This is one of a series of posts about a real-life attitudinal audience segmentation project. See other posts in this series.
I’m a marketing strategist. I’ve spent the last 25 years (gack!) learning (and then helping other organizations learn) how to get the right message to the right people in order to get those people to do something — consider, visit, tell a friend, buy, or buy again.
I have always been frustrated when faced with the challenge of developing marketing strategy without data. Despite my liberal arts education, number-crunching is near and dear to my heart, and I have seen many organizations try to develop effective marketing campaigns with nothing but their own suppositions to go on.
So I decided to incorporate fact-based decision-making into my marketing strategy whenever possible. And today I conduct attitudinal audience segmentation research — gaining quantitative insights into why people (or companies) make the choices they do — solely to give organizations some hard data to go on.

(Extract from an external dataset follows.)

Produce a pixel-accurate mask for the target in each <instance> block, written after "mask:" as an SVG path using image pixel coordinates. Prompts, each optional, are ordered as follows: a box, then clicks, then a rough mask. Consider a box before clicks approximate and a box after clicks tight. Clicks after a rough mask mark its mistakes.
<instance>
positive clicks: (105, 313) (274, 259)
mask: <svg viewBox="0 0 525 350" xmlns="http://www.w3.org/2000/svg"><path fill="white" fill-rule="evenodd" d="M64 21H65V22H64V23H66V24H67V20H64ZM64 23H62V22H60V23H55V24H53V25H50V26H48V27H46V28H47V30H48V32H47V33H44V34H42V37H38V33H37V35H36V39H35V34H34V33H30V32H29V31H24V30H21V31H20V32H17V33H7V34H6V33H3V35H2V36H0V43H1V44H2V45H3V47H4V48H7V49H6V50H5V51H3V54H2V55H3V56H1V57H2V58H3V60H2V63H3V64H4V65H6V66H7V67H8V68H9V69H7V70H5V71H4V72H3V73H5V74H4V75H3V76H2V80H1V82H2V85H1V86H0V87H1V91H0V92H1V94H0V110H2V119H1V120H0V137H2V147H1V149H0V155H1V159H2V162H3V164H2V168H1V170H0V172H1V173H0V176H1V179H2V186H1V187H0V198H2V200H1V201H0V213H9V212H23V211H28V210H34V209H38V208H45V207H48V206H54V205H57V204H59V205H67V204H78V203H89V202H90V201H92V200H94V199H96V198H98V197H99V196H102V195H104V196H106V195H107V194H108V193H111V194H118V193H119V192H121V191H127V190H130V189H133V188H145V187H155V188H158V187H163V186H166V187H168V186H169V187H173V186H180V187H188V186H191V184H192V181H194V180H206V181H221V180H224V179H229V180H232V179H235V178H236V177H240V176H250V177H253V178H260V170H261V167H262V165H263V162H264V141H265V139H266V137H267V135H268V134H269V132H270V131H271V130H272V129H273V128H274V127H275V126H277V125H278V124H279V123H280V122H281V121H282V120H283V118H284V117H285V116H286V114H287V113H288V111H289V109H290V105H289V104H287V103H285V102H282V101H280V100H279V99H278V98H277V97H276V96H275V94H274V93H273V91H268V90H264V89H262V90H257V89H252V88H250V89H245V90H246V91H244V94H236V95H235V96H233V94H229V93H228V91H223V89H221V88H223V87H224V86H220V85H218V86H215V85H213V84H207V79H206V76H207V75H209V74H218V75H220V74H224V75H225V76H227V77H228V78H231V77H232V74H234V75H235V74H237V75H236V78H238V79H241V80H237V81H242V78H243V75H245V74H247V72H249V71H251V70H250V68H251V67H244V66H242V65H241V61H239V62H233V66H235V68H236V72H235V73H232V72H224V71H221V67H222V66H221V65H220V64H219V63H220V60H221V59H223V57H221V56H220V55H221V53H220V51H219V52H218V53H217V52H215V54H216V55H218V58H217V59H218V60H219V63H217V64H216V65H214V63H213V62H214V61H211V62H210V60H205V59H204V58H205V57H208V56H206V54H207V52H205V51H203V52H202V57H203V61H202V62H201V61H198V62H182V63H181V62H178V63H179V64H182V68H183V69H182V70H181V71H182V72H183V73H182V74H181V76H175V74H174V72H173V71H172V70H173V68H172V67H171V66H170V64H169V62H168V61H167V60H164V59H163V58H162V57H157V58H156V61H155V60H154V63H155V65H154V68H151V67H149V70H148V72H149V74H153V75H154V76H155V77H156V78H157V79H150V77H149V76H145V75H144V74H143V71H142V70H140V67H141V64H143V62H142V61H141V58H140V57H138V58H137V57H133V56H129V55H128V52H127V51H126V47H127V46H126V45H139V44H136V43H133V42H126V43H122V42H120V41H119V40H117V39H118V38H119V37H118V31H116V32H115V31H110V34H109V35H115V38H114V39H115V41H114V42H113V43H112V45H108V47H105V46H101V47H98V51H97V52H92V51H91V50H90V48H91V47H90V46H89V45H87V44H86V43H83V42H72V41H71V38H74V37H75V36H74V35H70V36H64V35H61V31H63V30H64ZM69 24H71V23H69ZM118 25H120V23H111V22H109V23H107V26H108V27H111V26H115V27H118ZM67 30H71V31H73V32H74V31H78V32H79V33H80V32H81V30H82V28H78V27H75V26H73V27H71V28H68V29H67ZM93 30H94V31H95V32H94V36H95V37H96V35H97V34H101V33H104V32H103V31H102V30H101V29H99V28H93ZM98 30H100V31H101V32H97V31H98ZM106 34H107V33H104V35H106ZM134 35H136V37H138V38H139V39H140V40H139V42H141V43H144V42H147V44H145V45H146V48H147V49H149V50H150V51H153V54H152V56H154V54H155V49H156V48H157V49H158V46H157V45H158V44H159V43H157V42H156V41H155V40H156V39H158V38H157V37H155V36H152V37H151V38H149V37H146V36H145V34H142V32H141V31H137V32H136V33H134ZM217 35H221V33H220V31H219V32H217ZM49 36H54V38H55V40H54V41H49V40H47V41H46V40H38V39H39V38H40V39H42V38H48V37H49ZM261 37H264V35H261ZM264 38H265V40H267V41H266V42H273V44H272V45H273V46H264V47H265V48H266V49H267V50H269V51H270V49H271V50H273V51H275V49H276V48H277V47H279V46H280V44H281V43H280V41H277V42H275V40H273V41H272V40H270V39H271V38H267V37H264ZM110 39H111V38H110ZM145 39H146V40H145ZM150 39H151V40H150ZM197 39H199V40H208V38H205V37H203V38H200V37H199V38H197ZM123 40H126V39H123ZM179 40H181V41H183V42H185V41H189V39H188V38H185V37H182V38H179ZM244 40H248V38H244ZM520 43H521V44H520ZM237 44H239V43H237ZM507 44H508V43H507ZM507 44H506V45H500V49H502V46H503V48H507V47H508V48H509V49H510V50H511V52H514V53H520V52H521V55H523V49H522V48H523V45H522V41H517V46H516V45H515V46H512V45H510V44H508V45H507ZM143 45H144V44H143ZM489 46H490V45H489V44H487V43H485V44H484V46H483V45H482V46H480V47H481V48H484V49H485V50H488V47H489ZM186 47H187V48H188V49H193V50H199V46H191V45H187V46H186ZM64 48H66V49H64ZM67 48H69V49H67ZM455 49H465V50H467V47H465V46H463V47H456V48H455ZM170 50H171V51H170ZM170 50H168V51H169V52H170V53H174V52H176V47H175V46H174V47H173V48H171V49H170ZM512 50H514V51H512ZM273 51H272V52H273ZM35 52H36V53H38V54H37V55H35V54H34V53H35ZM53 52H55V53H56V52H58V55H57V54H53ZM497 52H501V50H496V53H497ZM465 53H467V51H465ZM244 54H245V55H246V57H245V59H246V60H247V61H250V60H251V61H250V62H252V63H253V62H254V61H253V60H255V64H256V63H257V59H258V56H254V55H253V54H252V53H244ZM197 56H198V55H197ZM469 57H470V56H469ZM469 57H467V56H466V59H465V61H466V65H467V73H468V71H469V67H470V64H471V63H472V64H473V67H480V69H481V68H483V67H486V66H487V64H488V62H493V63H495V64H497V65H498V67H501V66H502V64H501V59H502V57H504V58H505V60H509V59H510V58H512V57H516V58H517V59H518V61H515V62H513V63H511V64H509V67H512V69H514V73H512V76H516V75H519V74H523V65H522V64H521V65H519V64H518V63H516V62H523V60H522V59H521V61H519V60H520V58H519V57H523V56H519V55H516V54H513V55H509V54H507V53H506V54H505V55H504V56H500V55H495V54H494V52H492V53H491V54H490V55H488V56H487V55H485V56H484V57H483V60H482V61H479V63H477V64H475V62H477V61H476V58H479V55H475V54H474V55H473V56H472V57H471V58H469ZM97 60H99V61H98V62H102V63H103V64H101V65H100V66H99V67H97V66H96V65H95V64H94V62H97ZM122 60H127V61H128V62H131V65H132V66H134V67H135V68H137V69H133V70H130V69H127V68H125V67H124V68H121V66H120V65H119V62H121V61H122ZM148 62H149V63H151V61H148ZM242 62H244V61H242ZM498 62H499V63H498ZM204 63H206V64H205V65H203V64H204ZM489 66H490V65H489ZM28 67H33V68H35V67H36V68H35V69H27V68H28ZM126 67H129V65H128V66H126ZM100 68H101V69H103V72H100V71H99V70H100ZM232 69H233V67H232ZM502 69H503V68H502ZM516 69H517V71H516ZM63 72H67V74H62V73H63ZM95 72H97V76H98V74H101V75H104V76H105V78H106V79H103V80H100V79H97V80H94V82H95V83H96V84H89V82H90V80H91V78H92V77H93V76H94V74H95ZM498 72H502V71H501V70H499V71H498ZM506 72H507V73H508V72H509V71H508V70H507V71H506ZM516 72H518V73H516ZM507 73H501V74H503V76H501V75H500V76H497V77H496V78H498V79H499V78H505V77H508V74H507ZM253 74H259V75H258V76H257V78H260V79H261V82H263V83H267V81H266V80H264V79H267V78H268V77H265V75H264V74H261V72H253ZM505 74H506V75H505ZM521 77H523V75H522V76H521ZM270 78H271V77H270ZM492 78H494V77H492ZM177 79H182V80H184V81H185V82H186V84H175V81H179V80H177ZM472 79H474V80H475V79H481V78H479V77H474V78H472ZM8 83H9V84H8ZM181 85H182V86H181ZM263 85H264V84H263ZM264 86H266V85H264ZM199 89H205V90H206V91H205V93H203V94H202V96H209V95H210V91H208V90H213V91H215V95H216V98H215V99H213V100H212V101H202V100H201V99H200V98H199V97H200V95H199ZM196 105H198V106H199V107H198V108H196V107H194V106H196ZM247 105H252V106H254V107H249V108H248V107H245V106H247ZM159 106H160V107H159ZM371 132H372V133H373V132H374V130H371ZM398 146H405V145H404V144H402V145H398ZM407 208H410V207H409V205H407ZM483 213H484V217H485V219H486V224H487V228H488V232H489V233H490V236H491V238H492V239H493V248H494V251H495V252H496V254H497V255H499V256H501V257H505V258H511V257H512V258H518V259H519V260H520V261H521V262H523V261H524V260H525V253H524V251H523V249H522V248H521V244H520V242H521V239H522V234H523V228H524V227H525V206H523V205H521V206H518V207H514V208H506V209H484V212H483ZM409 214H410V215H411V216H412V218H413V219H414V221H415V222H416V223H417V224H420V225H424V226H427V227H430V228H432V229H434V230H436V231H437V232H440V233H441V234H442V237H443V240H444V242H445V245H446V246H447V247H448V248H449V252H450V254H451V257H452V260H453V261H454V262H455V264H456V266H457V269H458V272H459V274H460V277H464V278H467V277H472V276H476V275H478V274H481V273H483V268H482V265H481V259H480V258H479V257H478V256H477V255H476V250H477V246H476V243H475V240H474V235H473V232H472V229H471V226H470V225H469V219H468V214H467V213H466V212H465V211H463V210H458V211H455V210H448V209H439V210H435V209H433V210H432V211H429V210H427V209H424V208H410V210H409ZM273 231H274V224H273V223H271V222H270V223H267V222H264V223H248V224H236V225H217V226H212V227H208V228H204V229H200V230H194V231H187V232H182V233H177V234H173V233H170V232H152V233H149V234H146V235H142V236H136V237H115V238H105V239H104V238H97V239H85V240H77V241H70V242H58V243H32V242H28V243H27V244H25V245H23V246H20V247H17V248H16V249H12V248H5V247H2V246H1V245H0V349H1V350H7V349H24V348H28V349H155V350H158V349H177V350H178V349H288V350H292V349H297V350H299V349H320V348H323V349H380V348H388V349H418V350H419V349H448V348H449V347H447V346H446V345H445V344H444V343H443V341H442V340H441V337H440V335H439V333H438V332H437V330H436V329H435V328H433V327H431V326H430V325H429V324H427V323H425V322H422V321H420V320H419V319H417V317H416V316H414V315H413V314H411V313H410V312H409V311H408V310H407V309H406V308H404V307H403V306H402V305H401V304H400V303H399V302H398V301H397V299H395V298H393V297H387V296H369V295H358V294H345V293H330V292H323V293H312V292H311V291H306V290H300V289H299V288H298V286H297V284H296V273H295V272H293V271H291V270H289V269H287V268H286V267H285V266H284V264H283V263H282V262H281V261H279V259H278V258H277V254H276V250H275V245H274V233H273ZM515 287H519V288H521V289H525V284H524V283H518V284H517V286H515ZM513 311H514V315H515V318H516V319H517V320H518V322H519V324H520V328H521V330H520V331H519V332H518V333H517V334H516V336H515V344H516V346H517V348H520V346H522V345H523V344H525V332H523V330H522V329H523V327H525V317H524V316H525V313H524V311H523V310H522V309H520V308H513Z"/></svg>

Of course, one of the downsides of research is that it’s proprietary. Unlike a website development project, where the general public can see the finished product, research is information that organizations typically like to keep to themselves. And unfortunately, this typically means I can’t show off the kind of information this segmentation research provides.
However, thanks to a willing client and co-consultants, I can now take you through a real-life audience segmentation initiative, step by step — from objectives, to survey development, to analysis and results and client presentations. I’ll be walking through the project in a series of blog posts over the next few weeks. I hope you find it interesting, and please let me know if you have any questions I can answer as we go along.